Social media Strategy

The information below originally appeared on; I am reposting here because I think it's a smart approach.  Just want to get the info out there, analysis to come a bit later after the Gov 2.0 expo wraps up today.


1.    Data Map
Most privacy incidents boil down to whether data practices diverge from regulatory requirements or stated privacy policies. To this end, adopting a social media strategy may introduce new data practices not already disclosed in your organization's privacy policy. To determine if your social media strategy is on solid privacy ground, create a data map detailing the demographics and geographical locations of your target social media users, what data fields you would collect, ideally, from and about them, which social media channels you would use to collect that data, how you would use that data, how you would secure it, and how long you would retain it. A good data map will not only identify the core privacy questions, it should also help the marketing department see in a granular way how to make the most effective use of the available data.

2.    Privacy Process Integration
Your organization most likely operates processes for personal data access requests, privacy-choice management, privacy-complaint handling, and personal data deletion. Indeed, the EU and Canadian documents on social network services revealed the importance those jurisdictions place on these user 'rights.' If your organization doesn't have these privacy processes defined, you would be well-served to do so. If they're already defined, your social media strategy will need to integrate with them.

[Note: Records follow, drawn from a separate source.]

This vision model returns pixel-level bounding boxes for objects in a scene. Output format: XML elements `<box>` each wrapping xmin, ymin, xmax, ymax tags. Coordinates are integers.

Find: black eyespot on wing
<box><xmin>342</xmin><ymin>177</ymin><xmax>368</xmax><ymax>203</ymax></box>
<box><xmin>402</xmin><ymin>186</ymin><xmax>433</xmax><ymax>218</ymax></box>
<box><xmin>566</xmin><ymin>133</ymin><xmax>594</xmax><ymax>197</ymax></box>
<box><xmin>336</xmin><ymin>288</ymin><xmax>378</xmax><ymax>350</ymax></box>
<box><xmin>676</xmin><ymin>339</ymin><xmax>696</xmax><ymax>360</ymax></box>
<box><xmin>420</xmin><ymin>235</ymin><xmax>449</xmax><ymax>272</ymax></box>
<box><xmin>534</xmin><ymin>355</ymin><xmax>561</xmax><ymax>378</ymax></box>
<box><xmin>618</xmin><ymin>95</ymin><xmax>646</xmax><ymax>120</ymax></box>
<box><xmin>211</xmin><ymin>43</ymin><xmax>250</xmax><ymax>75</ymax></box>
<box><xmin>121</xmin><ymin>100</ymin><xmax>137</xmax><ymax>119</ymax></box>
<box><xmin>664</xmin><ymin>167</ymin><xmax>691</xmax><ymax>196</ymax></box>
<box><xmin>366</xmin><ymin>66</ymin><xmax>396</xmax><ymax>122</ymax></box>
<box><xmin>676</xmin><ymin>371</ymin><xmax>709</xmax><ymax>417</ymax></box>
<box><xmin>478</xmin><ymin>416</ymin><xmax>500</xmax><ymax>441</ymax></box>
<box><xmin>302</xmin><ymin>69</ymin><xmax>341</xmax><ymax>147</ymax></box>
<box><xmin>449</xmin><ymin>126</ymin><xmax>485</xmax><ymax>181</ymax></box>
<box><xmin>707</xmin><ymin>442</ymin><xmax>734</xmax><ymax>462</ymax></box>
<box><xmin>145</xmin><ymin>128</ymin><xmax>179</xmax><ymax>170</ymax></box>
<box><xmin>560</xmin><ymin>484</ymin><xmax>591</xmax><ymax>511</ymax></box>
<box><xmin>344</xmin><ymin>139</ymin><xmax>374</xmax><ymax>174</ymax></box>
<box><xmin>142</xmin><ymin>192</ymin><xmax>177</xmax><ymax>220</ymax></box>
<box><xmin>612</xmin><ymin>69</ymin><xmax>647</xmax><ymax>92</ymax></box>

For example, if you harvest user data from your social network channels and store that data in a database separate from your other customer systems, you'll want to determine how you'll respond to requests of those users and customers to review copies of their data and to delete their data across both platforms.

3.    Site Monitoring and Response Plan
The EU listed among its top concerns with social networks the ability of users to post sensitive data about other people without their consent. Users can also post their own sensitive information, such as dates of birth and account numbers, that could be used for account fraud. The trouble for organizations implementing social media strategies is there is no easy way to prevent these incidents. What are operators of Facebook fan sites doing? Some appear to be manually monitoring their sites for inappropriate posts and complaints and applying a policy for determining which to respond to and how or which to simply delete.

Social media posts can also provide an early warning of customer-service issues. During a review of popular Twitter sites, for example, it became apparent that customers of a financial institution regularly tweet their annoyance at being put on hold by the call center. Privacy professionals tasked with developing the social media privacy gameplan can show additional value by incorporating customer service and antifraud processes.

4.    Privacy Policy Update
After you've completed the first three components, you'll be in a position to know if your existing privacy policy needs to be updated. One legitimate option is to create a privacy notice specific to your social media channels. Facebook fan sites, for example, include a default 'Info' tab that is tailorable for this purpose. Canada's report on Facebook showed the high importance the privacy commissioner places on detailed privacy disclosures. Surprisingly, however, in our review of popular fan sites, few posted privacy notices on their fan sites or detailed their social media data practices in their main privacy policies.

5.    Regulatory Compliance
EU regulators have determined that operators of commercial social network services are 'data controllers.' This is important because data controllers-compared to data processors-have more compliance responsibilities with regard to EU data-protection regulations. One of those responsibilities, for example, is to register with local data-protection authorities the existence of certain filing systems containing personal data. Depending upon how your social media strategy is implemented, if it involves European users, you may have additional compliance steps to take.

Social media networks have created new marketing opportunities and introduced new complexities into organizations' privacy policies and processes. Marketing departments deploying new media strategies have a new reason to get on the calendar of their privacy office.